I know not everyone can relate with this as many are likely in a wonderful financial position from working extremely hard and sacrificing a lot for their children. I took the opposite route and decided to be a stay at home mum sacrificing a salary but I like to think I still work hard but the rewards are slightly different.
The reason I am sharing this is the same reason I share most of my blogs – because someone out there will be in the same situation if not worse and will be feeling alone and terrible as a parent that they can’t shower their loved ones with gifts on Christmas Day (or if they do there is a heavy price to pay because credit cards and loans will be taken out).

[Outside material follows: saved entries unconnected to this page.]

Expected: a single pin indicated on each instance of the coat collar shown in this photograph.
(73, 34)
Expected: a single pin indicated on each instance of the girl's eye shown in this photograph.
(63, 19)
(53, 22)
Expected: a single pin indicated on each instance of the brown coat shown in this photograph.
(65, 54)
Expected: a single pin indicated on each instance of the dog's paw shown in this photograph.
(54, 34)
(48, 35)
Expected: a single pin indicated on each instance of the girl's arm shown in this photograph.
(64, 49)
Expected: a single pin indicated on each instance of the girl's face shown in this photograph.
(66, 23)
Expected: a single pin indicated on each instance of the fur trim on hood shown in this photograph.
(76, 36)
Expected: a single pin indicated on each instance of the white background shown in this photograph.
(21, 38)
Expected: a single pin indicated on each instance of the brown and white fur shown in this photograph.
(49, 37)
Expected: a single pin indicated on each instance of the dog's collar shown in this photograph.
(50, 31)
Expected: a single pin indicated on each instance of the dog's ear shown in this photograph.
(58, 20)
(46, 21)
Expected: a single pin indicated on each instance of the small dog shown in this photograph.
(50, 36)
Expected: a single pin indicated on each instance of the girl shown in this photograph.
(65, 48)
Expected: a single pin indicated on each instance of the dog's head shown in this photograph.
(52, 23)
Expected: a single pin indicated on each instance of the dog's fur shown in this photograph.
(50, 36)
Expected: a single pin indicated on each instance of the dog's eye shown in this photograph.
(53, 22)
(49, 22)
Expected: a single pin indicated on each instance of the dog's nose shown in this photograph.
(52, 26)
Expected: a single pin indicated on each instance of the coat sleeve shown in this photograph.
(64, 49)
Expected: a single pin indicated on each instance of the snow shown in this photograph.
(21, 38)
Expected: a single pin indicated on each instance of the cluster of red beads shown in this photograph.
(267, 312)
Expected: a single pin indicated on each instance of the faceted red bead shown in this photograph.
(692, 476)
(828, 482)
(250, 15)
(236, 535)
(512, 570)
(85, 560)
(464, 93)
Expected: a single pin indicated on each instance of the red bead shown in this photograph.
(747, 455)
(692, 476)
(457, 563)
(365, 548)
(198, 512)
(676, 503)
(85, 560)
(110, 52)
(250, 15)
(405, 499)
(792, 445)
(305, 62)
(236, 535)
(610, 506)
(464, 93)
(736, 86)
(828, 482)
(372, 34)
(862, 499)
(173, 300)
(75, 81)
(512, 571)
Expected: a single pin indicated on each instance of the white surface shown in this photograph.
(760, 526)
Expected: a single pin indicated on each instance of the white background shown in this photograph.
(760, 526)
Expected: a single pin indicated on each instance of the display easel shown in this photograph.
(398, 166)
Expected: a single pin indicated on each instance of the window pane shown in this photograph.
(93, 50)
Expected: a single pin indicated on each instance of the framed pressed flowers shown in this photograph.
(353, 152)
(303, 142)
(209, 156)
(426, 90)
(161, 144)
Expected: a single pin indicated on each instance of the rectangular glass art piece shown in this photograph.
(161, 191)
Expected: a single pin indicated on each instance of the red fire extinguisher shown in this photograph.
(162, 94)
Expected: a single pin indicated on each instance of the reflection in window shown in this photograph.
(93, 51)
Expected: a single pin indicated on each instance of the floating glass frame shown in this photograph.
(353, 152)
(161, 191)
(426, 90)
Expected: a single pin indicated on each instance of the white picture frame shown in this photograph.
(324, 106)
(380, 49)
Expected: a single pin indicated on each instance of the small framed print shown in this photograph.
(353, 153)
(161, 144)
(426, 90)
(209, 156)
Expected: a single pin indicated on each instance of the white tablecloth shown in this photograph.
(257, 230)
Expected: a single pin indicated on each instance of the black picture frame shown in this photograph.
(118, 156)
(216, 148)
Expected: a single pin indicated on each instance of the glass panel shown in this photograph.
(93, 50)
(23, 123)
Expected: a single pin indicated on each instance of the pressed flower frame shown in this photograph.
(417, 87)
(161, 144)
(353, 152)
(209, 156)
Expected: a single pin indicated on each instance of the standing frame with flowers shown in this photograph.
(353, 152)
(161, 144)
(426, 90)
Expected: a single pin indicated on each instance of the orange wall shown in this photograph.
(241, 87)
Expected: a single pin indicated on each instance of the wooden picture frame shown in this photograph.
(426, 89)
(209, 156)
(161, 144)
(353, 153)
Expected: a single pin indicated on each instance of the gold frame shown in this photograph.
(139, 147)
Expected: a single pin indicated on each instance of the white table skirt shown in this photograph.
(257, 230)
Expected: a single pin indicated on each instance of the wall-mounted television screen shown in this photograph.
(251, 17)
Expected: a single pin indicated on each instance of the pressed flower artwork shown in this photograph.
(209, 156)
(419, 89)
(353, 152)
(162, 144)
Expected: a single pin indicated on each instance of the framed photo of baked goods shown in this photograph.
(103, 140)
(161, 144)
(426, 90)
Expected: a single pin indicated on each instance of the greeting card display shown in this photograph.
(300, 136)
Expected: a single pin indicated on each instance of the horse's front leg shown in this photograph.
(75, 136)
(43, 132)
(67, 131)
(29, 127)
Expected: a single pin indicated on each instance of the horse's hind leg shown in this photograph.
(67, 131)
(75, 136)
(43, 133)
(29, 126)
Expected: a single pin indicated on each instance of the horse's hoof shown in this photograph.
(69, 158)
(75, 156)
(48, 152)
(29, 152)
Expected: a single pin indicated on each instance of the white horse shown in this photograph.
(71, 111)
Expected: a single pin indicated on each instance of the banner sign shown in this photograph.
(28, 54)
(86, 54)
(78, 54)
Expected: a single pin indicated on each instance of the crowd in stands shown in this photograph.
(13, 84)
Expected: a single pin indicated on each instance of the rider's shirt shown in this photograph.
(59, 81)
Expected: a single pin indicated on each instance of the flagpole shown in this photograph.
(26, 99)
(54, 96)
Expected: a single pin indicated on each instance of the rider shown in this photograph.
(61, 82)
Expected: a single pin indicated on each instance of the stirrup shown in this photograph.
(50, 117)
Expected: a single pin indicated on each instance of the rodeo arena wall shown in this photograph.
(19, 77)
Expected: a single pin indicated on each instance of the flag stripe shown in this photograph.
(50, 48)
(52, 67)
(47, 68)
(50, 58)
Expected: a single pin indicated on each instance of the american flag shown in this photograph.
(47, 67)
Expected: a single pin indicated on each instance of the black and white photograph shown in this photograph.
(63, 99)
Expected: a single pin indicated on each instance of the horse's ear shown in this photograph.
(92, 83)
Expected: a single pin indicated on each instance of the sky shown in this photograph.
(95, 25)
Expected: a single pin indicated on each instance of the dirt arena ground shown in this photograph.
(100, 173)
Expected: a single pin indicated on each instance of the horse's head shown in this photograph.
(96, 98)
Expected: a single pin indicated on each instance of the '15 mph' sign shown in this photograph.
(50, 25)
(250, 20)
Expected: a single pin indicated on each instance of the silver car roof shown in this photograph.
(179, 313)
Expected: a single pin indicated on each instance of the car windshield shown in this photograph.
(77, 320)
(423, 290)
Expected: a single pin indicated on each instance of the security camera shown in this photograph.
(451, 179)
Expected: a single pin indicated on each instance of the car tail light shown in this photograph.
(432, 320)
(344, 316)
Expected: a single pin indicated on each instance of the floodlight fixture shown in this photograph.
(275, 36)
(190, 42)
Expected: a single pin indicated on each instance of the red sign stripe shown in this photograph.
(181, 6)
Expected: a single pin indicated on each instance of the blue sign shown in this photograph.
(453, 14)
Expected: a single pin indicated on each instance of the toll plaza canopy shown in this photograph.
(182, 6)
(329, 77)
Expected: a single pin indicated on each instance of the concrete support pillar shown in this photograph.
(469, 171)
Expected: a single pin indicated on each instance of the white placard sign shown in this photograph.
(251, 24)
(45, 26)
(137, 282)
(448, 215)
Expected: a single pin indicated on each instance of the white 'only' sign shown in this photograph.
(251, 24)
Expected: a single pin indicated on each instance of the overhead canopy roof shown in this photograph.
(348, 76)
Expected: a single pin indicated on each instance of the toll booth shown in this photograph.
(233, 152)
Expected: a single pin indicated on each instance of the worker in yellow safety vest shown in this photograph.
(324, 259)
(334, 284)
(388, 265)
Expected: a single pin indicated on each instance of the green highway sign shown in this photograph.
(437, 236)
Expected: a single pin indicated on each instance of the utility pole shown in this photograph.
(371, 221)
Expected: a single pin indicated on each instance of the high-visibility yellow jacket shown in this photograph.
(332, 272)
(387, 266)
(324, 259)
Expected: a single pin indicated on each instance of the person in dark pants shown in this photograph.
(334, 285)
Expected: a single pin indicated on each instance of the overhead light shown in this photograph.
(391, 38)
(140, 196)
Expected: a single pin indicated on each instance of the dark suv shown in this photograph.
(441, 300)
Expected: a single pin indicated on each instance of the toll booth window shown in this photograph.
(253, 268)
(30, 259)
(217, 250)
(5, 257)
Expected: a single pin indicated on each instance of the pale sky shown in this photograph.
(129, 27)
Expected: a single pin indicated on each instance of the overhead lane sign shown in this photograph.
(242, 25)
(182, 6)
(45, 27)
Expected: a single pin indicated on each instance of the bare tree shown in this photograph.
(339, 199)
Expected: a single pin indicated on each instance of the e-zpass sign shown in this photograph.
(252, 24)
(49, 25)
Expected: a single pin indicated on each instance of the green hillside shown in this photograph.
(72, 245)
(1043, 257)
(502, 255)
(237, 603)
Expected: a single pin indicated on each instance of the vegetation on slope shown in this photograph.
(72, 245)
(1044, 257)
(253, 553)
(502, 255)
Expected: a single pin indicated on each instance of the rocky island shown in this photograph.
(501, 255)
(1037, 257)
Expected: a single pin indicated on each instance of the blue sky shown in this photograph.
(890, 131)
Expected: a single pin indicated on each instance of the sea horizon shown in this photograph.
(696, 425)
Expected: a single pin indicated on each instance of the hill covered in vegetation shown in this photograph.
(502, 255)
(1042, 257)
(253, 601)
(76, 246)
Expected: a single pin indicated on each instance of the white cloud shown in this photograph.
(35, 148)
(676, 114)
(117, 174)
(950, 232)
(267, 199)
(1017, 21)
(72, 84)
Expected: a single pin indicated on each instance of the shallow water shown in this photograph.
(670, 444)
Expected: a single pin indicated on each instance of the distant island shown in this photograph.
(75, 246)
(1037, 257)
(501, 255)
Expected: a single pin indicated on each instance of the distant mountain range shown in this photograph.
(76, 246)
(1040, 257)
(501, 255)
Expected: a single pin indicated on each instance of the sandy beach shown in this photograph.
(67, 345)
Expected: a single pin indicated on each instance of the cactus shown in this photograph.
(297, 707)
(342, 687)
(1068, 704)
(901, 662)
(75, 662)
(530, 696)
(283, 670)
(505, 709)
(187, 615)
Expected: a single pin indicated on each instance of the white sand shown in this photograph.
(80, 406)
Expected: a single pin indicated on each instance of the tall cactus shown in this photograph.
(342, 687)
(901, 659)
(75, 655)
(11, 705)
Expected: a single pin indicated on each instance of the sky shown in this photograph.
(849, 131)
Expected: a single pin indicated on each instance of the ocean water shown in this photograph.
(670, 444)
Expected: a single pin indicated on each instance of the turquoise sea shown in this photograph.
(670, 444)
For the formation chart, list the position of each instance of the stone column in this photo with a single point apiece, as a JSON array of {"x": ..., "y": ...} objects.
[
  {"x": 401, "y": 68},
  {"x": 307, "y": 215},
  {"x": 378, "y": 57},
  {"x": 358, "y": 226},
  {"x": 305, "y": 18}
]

I don’t believe I am the only one in this situation and I don’t believe I’m the only one who has anxiety when someone asks me about how my Christmas shopping is going? Or anxiety when they see all the Christmas stuff hit the shelves and have to turn the other cheek.
I know for some people they worked hard all year round just so their kids can have a fantastic Christmas and I believe that this quality is very admirable. I know for others that no matter how hard they work or how much they sacrifice they still struggle to make ends meet and feel like a failure as Christmas dawns.
Over the years I have really learnt that family is the most important thing about Christmas because for myself personally, I find more happiness knowing I can spend quality time with my loved ones. My husband is also fortunate to have annual leave over the holidays so I really embrace and cherish that time we have together.
I’m sharing my feelings around this to break the stigma that we should all have it together for Christmas Day. I’m sharing this blog to let others know you are not a failure and that happiness really does come from within.
I know it sounds so cliche and so many people may not be able to grasp this but I’m also sure that many people would trade their gifts in an instant if it meant having a loved one there, a loved one who has passed away or perhaps can’t be there for what ever reason.
We throw away the statement ‘moments not things’ but do we take time to really deeply embrace it or is it just another throw away quote we like to post on Instagram.
The comparison trap is a horrible one and I know it’s heightened at this time of the year. The thing is we all have the desire to create the best Christmas possible for our loved ones and what we miss is that we can do that just by being present.
We can do that by switching our phones off for the day and listening to one another opposed to scrolling Facebook and looking in on someone else’s Christmas Day . We can have a joyful Christmas spending time together, walking along the beach, sharing your favourite tipple, eating your favourite foods. Inviting neighbours and friends over, reaching out to someone where a relationship may have broken down. We can exchange a few gifts or two without going overboard and we can tell those close to us how much we love them. We can visit Santa, watch the Christmas lights being switched on, drink hot chocolate and watch Elf for the hundredth time and we can just be.
I will leave you with this that my husband always says. He comes from a culture where gifts are not important and time together is.
He says “Can you remember what you gifts you got for Christmas last year?”
And the answer is always no.
But can I remember the year that I have just had, the new addition in July, the fact my daughter now has a baby sister and all the memories we have created.
And that is what is important.
- Be blessed and have a great Christmas. Know that you are not a failure and your worth is not measured by how many gifts you can buy.